Aquilio alzó la vista, pero no
tenía fuerzas para hablar.
-Procónsul de Roma, he decidido
darte el oro que codiciabas.
La guardia subió hasta el dosel
a Manio Aquilio y le obligó a sentarse en una banqueta a cierta distancia a la izquierda del
rey, donde le ataron fuertemente los brazos al cuerpo con correas de cuero, sujetando
un soldado las del lado izquierdo y otro las del derecho para que no se moviera.
Acto seguido llegó un herrero
con unas tenazas y un crisol al rojo vivo, capaz para varias copas de metal
fundido, que despedía un humo acre y un olor abrasador.

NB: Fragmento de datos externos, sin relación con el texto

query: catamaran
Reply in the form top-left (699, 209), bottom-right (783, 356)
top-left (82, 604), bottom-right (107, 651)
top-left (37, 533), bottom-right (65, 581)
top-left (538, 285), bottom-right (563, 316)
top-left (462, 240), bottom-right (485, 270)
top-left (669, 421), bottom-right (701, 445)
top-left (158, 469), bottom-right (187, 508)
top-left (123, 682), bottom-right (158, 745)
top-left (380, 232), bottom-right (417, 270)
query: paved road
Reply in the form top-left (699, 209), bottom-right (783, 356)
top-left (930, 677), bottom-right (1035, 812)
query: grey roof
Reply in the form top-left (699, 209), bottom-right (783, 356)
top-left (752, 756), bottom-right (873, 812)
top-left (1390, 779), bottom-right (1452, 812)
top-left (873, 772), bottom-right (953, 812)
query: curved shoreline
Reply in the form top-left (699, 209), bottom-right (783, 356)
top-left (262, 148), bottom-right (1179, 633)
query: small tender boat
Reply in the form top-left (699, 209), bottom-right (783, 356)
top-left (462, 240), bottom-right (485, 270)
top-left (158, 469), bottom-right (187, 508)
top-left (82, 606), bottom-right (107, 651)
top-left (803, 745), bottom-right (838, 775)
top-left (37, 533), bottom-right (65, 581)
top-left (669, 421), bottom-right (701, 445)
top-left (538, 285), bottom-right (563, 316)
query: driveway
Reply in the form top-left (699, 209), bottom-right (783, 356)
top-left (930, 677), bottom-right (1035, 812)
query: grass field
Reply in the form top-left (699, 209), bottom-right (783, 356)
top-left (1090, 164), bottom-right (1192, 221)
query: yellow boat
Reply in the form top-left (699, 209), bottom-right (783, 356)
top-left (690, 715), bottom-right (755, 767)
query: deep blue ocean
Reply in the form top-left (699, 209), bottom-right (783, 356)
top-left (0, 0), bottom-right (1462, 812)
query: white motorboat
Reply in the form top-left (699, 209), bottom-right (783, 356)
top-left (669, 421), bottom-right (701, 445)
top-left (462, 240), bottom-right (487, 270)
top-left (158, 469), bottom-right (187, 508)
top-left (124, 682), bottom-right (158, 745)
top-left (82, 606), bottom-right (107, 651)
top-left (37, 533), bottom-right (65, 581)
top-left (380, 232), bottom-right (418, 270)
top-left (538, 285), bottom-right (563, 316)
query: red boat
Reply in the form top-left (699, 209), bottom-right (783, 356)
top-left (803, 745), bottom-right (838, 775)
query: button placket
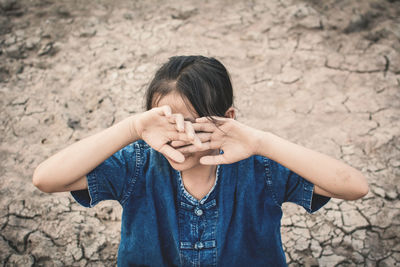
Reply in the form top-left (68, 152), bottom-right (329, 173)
top-left (194, 207), bottom-right (204, 217)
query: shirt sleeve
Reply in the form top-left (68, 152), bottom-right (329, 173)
top-left (71, 143), bottom-right (140, 207)
top-left (264, 158), bottom-right (331, 213)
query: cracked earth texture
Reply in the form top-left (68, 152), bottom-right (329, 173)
top-left (0, 0), bottom-right (400, 266)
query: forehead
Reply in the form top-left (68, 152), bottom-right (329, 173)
top-left (157, 92), bottom-right (199, 119)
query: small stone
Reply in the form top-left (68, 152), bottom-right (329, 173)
top-left (123, 13), bottom-right (133, 20)
top-left (371, 187), bottom-right (385, 197)
top-left (4, 35), bottom-right (17, 46)
top-left (0, 0), bottom-right (19, 11)
top-left (6, 254), bottom-right (34, 266)
top-left (386, 190), bottom-right (398, 200)
top-left (318, 255), bottom-right (346, 267)
top-left (5, 44), bottom-right (26, 59)
top-left (25, 37), bottom-right (40, 50)
top-left (343, 210), bottom-right (369, 229)
top-left (38, 42), bottom-right (54, 56)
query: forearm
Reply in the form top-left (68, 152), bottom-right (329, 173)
top-left (256, 132), bottom-right (368, 199)
top-left (33, 115), bottom-right (139, 192)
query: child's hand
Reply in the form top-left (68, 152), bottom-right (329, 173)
top-left (173, 117), bottom-right (259, 165)
top-left (132, 105), bottom-right (202, 162)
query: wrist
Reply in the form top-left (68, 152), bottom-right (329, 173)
top-left (128, 113), bottom-right (143, 142)
top-left (253, 130), bottom-right (271, 157)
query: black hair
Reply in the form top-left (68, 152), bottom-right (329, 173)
top-left (146, 56), bottom-right (233, 117)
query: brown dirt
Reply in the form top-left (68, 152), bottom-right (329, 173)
top-left (0, 0), bottom-right (400, 266)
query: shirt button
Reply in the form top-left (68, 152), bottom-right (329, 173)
top-left (194, 208), bottom-right (203, 216)
top-left (194, 241), bottom-right (204, 249)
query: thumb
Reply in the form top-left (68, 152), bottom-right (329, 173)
top-left (200, 154), bottom-right (227, 165)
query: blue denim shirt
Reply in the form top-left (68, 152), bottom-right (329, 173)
top-left (71, 141), bottom-right (330, 267)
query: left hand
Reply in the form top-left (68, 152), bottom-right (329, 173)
top-left (172, 117), bottom-right (259, 165)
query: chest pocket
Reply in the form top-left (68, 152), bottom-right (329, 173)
top-left (178, 199), bottom-right (218, 266)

Un tercer soldado se colocó a
la espalda del romano, le agarró del pelo y le obligó a echar la cabeza hacia
atrás; luego le cogió de la nariz con la otra mano y le cerró brutalmente las coanas.

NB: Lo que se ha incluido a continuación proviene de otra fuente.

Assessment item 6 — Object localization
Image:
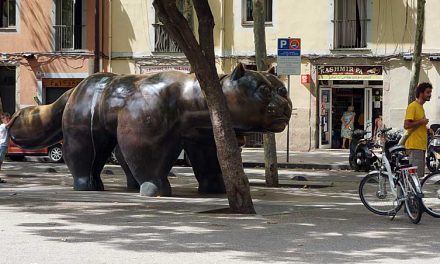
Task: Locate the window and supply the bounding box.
[333,0,369,49]
[54,0,83,51]
[243,0,272,25]
[0,0,16,28]
[153,0,194,53]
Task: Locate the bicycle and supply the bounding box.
[422,171,440,218]
[359,128,424,224]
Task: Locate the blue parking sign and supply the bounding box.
[278,38,301,56]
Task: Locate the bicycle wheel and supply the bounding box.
[359,173,402,216]
[399,179,424,224]
[422,171,440,218]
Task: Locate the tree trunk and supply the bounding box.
[408,0,426,104]
[252,0,278,187]
[153,0,255,214]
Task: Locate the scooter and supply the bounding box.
[348,129,377,172]
[426,124,440,172]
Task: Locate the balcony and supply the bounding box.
[153,23,182,53]
[54,25,83,51]
[333,19,369,49]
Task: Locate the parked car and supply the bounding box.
[6,141,63,162]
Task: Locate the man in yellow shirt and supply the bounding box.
[403,82,432,178]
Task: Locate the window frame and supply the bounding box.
[332,0,371,50]
[0,0,19,32]
[241,0,273,26]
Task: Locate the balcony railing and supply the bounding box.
[153,24,182,53]
[333,19,369,49]
[54,25,82,51]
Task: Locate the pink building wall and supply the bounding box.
[0,0,95,106]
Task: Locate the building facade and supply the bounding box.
[109,0,440,151]
[0,0,440,151]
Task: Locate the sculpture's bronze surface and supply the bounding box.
[10,64,292,196]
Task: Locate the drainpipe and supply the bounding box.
[94,0,101,72]
[108,0,112,72]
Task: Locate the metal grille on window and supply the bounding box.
[245,0,272,22]
[54,0,83,51]
[153,0,193,53]
[333,0,369,49]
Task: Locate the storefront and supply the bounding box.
[317,65,383,149]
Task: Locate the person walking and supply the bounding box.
[0,112,15,183]
[403,82,432,178]
[341,106,356,148]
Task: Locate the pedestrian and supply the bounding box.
[341,106,356,148]
[0,112,15,183]
[403,82,432,178]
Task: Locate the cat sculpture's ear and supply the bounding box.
[267,66,277,76]
[231,63,246,81]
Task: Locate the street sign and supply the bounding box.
[277,38,301,75]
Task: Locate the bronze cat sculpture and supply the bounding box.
[10,64,292,196]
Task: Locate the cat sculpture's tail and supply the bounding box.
[9,88,75,149]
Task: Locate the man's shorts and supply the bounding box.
[0,146,8,162]
[406,149,425,178]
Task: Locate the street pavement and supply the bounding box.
[0,162,440,264]
[241,148,350,170]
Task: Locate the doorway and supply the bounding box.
[0,66,16,115]
[319,81,382,149]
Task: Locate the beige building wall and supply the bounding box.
[105,0,440,151]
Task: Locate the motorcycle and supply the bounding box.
[426,124,440,172]
[348,129,377,172]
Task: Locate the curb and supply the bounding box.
[243,162,351,170]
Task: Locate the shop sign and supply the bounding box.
[318,65,383,81]
[43,78,83,88]
[301,74,310,84]
[140,65,191,74]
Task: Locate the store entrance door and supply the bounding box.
[319,87,332,149]
[364,88,373,138]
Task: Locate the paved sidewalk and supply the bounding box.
[241,148,350,170]
[0,162,440,264]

Manio Aquilio no pudo evitar el acto reflejo de respirar, y abrió la boca. Al
instante un chorro de turgente y brillante metal le entró en la garganta y
continuó vertiéndose mientras él aullaba debatiéndose en vano para levantarse
de la banqueta, hasta que expiró, con la boca, la barbilla y el pecho cubiertos
por una cascada de oro solidificado.
-Abridle en canal y recuperad
hasta la última partícula -dijo el rey Mitrídates, recreándose en la escena del
meticuloso raspado interno y externo del romano.
-Arrojad sus restos a los
perros -añadió el rey, levantándose del trono, descendiendo despreocupadamente
del estrado y cruzando ante los restos despedazados de Manio Aquilio, procónsul
de Roma.
¡Todo iba estupendamente!.
Nadie lo sabía mejor que el rey Mitrídates mientras paseaba por las frescas
terrazas del palacio de Pérgamo, en lo alto de las montañas, aguardando a que finalizase
Gamelio, el Quinctilis romano. Le habían llegado noticias de Aristión desde
Atenas, diciendo que su misión había tenido éxito.